Until very recently the only searchable logging databases of such size I had heard of were at Amazon.com, eBay, and Google--each developed privately over a period of years and costing, in the case of Amazon at least, hundreds of millions of dollars. Amazon.com says it has so far spent more than $900 million on computer technology for its business and continues to invest at a rate of $200 million per year, a lot of it going to massaging log data. Faced with spending $200 million to avoid a $25,000 fine from the SEC, most companies would pay the fine--except for that little part about the CEO going to jail.

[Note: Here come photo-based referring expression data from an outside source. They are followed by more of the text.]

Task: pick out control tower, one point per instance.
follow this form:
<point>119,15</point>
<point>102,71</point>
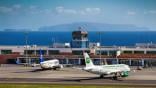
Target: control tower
<point>80,39</point>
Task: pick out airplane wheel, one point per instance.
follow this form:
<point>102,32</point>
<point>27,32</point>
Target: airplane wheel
<point>54,68</point>
<point>101,76</point>
<point>115,77</point>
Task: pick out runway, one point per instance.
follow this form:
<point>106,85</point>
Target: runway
<point>20,74</point>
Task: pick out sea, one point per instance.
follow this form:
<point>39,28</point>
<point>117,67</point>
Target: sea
<point>48,38</point>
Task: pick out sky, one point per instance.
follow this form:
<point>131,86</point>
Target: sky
<point>32,14</point>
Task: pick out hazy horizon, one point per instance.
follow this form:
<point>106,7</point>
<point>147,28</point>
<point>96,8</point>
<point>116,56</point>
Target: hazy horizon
<point>33,14</point>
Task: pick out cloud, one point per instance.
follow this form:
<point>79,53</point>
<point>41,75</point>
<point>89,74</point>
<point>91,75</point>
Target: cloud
<point>150,12</point>
<point>85,11</point>
<point>131,13</point>
<point>62,10</point>
<point>5,9</point>
<point>16,6</point>
<point>11,9</point>
<point>92,10</point>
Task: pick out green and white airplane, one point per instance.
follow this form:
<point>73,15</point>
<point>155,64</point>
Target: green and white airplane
<point>117,70</point>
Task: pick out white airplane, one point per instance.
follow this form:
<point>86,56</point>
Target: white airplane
<point>49,64</point>
<point>117,70</point>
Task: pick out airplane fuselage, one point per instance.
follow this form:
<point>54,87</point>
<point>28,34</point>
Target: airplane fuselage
<point>109,69</point>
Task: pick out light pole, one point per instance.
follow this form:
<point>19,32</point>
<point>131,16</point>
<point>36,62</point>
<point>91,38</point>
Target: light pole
<point>26,52</point>
<point>100,45</point>
<point>105,62</point>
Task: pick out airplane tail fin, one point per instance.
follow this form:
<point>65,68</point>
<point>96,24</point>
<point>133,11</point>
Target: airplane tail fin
<point>88,61</point>
<point>41,56</point>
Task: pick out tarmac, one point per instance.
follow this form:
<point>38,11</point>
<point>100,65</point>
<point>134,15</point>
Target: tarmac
<point>69,75</point>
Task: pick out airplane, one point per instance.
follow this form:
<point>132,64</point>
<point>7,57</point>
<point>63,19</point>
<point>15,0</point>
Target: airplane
<point>49,64</point>
<point>117,70</point>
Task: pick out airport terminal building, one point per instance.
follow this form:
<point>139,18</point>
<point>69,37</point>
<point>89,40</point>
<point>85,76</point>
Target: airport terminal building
<point>72,52</point>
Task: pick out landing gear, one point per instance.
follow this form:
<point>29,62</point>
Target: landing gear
<point>115,77</point>
<point>101,76</point>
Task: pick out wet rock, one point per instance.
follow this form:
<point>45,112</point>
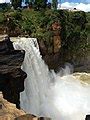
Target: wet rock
<point>11,76</point>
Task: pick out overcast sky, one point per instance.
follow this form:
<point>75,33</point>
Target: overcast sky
<point>79,4</point>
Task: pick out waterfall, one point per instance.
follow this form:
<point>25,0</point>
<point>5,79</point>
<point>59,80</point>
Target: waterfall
<point>46,93</point>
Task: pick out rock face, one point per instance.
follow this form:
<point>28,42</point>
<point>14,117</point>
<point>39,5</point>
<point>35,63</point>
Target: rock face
<point>11,76</point>
<point>8,111</point>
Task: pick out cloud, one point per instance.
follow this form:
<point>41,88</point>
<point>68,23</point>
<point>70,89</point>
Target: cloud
<point>3,1</point>
<point>79,6</point>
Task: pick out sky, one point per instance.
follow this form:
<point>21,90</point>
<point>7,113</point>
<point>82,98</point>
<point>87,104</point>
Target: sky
<point>79,4</point>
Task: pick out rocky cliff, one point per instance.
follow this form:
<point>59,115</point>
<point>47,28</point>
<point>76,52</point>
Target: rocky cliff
<point>11,76</point>
<point>8,111</point>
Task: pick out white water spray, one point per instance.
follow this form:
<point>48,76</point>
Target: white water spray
<point>47,94</point>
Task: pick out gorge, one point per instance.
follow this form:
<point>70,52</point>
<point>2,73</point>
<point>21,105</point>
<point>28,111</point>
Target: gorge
<point>48,94</point>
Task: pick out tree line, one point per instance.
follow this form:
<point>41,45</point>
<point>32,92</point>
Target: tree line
<point>38,4</point>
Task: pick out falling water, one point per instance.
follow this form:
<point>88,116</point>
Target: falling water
<point>46,93</point>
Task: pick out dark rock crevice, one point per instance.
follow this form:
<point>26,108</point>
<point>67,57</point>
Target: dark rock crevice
<point>11,76</point>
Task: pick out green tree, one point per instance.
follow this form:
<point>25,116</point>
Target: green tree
<point>40,3</point>
<point>54,4</point>
<point>16,3</point>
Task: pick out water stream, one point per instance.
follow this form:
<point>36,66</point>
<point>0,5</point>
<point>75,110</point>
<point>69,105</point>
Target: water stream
<point>48,94</point>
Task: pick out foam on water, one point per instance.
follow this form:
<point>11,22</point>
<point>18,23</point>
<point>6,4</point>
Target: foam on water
<point>48,94</point>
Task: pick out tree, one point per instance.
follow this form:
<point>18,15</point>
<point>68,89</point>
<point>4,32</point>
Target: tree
<point>16,3</point>
<point>40,3</point>
<point>54,4</point>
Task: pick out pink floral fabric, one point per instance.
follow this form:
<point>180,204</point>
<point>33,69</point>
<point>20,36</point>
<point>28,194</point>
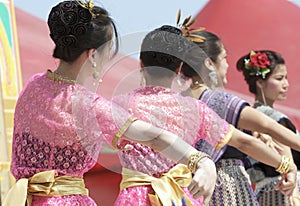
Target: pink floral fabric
<point>184,116</point>
<point>60,126</point>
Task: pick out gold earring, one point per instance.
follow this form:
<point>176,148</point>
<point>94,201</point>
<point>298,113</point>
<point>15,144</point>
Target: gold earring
<point>263,96</point>
<point>95,73</point>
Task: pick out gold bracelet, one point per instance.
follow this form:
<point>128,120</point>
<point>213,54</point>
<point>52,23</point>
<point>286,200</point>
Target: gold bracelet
<point>122,130</point>
<point>285,165</point>
<point>194,159</point>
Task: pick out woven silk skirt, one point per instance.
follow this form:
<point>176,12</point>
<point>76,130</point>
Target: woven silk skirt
<point>268,196</point>
<point>233,185</point>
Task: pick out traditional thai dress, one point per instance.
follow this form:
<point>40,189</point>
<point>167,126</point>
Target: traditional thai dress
<point>265,177</point>
<point>59,127</point>
<point>184,116</point>
<point>233,186</point>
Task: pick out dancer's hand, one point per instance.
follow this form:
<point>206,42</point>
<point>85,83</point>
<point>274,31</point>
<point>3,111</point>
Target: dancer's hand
<point>268,140</point>
<point>288,181</point>
<point>204,180</point>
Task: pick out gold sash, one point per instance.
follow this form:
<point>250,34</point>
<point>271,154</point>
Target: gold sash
<point>167,188</point>
<point>43,184</point>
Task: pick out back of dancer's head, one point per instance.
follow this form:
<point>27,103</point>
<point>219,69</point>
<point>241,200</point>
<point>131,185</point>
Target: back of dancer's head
<point>163,47</point>
<point>257,65</point>
<point>76,27</point>
<point>211,46</point>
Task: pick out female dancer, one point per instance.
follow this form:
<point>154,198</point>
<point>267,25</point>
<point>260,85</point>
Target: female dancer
<point>266,75</point>
<point>161,53</point>
<point>60,124</point>
<point>233,186</point>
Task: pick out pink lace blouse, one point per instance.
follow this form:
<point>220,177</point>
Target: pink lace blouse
<point>184,116</point>
<point>60,126</point>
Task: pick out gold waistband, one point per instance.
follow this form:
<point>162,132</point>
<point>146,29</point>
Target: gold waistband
<point>167,188</point>
<point>43,184</point>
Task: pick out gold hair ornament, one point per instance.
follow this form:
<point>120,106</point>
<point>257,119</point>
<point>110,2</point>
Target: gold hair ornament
<point>187,31</point>
<point>89,5</point>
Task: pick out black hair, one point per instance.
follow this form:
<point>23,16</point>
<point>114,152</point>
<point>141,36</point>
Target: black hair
<point>163,48</point>
<point>212,46</point>
<point>75,29</point>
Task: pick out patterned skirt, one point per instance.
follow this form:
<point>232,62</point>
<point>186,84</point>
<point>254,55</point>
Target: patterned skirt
<point>233,185</point>
<point>268,196</point>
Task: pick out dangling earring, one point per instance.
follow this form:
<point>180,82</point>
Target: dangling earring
<point>213,78</point>
<point>95,73</point>
<point>142,81</point>
<point>180,83</point>
<point>263,96</point>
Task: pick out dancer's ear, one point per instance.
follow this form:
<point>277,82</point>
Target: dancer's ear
<point>209,64</point>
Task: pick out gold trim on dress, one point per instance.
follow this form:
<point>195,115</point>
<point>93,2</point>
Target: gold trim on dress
<point>44,184</point>
<point>167,188</point>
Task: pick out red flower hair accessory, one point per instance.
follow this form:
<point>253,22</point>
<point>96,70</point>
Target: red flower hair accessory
<point>258,64</point>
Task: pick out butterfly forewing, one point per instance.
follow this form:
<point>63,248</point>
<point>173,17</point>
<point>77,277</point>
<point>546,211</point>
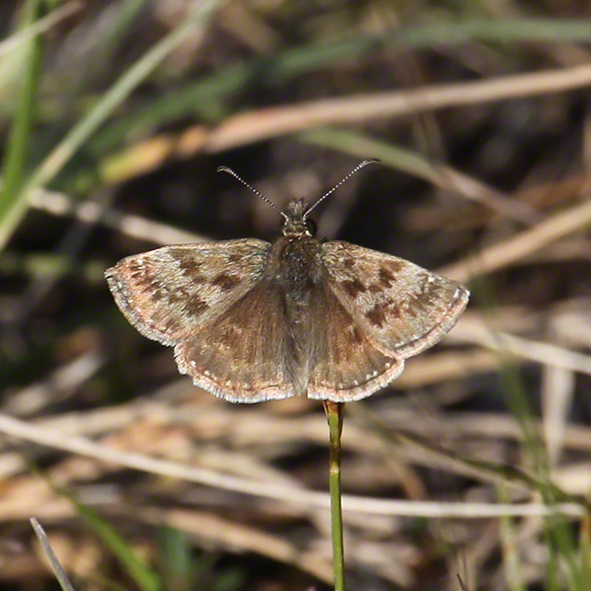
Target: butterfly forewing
<point>168,292</point>
<point>344,364</point>
<point>402,307</point>
<point>246,354</point>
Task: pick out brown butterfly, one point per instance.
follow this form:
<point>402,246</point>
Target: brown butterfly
<point>252,321</point>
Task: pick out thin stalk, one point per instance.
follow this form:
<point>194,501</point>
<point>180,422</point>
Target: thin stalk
<point>334,414</point>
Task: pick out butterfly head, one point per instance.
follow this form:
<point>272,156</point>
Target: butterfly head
<point>295,221</point>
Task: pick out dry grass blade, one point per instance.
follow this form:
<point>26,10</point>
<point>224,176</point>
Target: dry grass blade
<point>56,567</point>
<point>297,496</point>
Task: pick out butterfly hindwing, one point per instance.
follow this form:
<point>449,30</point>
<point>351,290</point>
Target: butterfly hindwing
<point>344,365</point>
<point>246,354</point>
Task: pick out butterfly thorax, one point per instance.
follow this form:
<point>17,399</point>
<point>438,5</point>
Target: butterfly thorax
<point>297,267</point>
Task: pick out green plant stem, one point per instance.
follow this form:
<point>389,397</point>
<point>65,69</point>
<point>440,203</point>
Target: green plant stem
<point>334,414</point>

It could have been argued that these legal requirements are unreasonable, even unenforceable. But then along came Addamark Technologies, which changed everything. Addamark makes the storage and searching of petabyte logging databases not simple but easy, and easy is what counts. What couldn't be done at all can now be done in seconds and for around 1% of what Amazon.com paid for the same capability.
Addamark began as an idea in the mind of Adam Sah, who was at that time head techie at Internet Pictures, or iPix, which owns the servers that hold all those pictures of goods for sale on eBay and throws them onto your screen. With an average of 16 million items for sale each day on eBay, most of them having one or more pictures, that's a lot of images. It is also a lot of surfing, since iPix had to transmit those pictures over and over again as required by 50 million potential bidders. Because iPix was paid every time a picture was transmitted, its log files were essentially its billing system and Sah wanted to find a way to generate a detailed bill every day.
Rather than just throw the log data into Oracle or DB2, Sah thought about log data and how it is different from other kinds of database entries. It doesn't change, for one thing, since logs are entirely retrospective and are supposed to tell the truth. Sah found that you can strip log data down to its barest form, then compress it at least 10-to-1 (something you can't do in a regular database), then actually search the compressed data for what you need.
The result is a new type of specialized database that can be of almost limitless size yet can be searched in seconds. Addamark can be filled with any kind of log data from any logging application, and if you want to see every e-mail that mentions Microsoft or which times and by whom a confidential document was transmitted, Addamark produces the goods almost instantly. All this and it runs not on mainframes or even big servers but on clusters of commodity PCs. Expanding your Addamark system can mean a trip to BestBuy.
Addamark is shipping today, to customers that include Agilent Technology, Blue Cross-Blue Shield of North Dakota, Lehman Brothers, and Yahoo. In a high-tech depression this is a company that turned away venture capitalists. It is a 30-person firm at which 12 of those 30 are former CEOs or founders. Addamark, with its patented technology, could be the next Oracle. Remember the name; you might need it.